FAQ
I've run across a memory leak in a long running process which I can't
determine if its my issue or if its the logger.

The long and short is I'm doing load testing on an application server
which spawns handlers threads which in turn each spawn a single
application thread. A graphic representation would be One Server ->
(to many pairs of) [ Handler <-> Application ].

Each application thread gets a logger instance in it's init() method
via:

self.logger = logging.getLogger('ivr-'+str(self.rand))

where self.rand is a suitably large random number to avoid collisions
of the log file's name.

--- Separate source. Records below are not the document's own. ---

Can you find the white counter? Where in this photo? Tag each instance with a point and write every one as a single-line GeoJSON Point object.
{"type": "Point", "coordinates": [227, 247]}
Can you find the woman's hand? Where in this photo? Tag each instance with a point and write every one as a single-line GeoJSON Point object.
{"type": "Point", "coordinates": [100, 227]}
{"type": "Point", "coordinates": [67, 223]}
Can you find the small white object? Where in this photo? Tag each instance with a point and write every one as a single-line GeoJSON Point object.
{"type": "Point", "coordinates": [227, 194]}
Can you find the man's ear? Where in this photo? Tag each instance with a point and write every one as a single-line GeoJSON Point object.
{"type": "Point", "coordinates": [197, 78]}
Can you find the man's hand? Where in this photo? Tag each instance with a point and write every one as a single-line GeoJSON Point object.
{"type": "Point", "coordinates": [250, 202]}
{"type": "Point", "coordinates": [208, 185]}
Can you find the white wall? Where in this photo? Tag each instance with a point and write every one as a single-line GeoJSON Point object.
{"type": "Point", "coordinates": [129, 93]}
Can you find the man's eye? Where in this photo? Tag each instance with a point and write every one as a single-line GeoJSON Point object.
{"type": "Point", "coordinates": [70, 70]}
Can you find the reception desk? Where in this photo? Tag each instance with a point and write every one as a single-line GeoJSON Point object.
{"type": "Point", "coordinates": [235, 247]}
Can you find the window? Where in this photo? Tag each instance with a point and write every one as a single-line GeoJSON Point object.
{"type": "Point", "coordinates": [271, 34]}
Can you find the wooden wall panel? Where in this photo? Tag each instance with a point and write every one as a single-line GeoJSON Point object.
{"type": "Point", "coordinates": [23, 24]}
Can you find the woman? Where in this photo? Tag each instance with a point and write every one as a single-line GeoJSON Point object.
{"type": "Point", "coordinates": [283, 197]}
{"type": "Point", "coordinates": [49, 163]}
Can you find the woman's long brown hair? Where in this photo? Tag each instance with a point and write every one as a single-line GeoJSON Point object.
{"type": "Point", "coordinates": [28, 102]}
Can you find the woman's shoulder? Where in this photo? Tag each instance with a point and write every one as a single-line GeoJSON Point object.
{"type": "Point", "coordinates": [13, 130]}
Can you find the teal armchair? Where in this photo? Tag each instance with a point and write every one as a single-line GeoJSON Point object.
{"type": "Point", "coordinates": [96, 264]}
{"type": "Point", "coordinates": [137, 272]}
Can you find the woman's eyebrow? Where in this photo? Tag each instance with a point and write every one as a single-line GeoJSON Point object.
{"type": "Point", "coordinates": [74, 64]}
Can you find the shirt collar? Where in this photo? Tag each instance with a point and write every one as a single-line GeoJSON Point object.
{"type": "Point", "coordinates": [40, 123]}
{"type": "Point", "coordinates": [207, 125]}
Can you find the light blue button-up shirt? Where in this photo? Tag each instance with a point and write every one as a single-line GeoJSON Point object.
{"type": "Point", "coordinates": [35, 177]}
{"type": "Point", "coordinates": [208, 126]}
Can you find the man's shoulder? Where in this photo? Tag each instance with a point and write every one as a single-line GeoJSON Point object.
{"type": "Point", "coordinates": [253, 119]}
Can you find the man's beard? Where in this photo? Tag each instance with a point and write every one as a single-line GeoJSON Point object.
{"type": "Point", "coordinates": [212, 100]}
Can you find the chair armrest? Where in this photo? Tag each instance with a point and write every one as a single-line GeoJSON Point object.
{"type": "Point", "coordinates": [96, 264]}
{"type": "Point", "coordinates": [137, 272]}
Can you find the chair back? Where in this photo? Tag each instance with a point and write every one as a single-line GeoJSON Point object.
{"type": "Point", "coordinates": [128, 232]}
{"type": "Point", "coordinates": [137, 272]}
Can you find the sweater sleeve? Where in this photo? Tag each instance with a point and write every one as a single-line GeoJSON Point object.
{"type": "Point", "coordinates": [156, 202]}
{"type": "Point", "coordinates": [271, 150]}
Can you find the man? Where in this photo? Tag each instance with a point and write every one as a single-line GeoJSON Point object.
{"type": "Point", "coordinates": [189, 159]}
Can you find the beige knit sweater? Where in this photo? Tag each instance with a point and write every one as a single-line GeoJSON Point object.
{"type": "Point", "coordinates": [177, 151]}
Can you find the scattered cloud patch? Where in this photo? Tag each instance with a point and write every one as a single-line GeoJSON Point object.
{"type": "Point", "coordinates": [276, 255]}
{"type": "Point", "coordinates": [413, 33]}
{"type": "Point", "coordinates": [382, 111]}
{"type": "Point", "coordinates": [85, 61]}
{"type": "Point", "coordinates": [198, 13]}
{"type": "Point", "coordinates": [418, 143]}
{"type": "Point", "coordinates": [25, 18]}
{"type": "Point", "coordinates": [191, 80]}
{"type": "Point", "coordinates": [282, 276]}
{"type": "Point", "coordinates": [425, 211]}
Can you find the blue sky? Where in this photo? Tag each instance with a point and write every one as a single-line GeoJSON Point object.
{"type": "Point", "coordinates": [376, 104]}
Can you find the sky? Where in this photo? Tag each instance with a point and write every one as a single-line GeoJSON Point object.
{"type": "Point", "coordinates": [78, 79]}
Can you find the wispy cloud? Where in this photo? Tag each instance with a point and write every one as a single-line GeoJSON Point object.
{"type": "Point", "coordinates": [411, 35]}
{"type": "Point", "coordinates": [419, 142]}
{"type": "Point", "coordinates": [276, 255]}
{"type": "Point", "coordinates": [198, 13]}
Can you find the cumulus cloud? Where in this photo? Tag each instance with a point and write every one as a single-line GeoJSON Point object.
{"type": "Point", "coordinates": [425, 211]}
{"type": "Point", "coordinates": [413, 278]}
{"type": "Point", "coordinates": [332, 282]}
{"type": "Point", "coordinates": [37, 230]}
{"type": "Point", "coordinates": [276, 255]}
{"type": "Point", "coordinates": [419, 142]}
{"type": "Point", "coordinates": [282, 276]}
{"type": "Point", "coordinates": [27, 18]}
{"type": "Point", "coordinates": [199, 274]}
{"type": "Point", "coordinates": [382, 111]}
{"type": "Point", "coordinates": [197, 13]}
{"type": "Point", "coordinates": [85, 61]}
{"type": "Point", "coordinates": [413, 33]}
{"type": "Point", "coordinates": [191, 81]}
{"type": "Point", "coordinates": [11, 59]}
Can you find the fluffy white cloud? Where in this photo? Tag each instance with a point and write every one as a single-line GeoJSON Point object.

Until the log file gets created I attach am
memory handler

self.memhandler =
logging.handlers.MemoryHandler(1000)
self.memhandler.setLevel(10)
formatter = logging.Formatter('%
(levelname)s %(message)s')
self.memhandler.setFormatter(formatter)
self.logger.addHandler(self.memhandler)

when the application thread formally starts with the run() method I
create the log file and terminate the memory handler

filehandler = logging.FileHandler(logfilename)
filehandler.setLevel(10)
formatter = logging.Formatter('%(levelname)s %(message)s')
filehandler.setFormatter(formatter)

self.memhandler.setTarget(filehandler)
self.memhandler.close()
self.logger.removeHandler(self.memhandler)
self.logger.addHandler(filehandler)


finally the last statements in the run() method are:

filehandler.close()
self.logger.removeHandler(filehandler)
del self.logger #this was added to try and force a clean up of
the logger instances.

Using the objgraph to look at the objects in memory I find the number
of logger instances equal to the total number of threads to have lived
despite the fact that either a) there are only the standard load
testing number of threads alive, 35 or b) that there no threads
running nor are there any stale waiting for the GC.
From objgraph a selection of the most prevalent objects in memory are
(this is with the system idle post-run):

list 256730
dict 128933
Logger 128164 # total
application threads executed running load testing.
function 2356
wrapper_descriptor 1028
builtin_function_or_method 702
method_descriptor 648
tuple 643
weakref 629
getset_descriptor 304
type 252
set 224
member_descriptor 209
module 128
WeakSet 102


The only references to self.logger other than those listed are wrapper
methods defined in the application thread to wrap up the log / debug
methods. Any help or direction would be much appreciated.

Search Discussions

  • Chris Torek at Jun 18, 2011 at 10:28 pm
    In article <ebafe7b6-aa93-4847-81d6-12d396a4ff3c at j28g2000vbp.googlegroups.com>
    foobar wrote:
    I've run across a memory leak in a long running process which I can't
    determine if its my issue or if its the logger.
    You do not say what version of python you are using, but on the
    other hand I do not know how much the logger code has evolved
    over time anyway. :-)
    Each application thread gets a logger instance in it's init() method
    via:

    self.logger = logging.getLogger('ivr-'+str(self.rand))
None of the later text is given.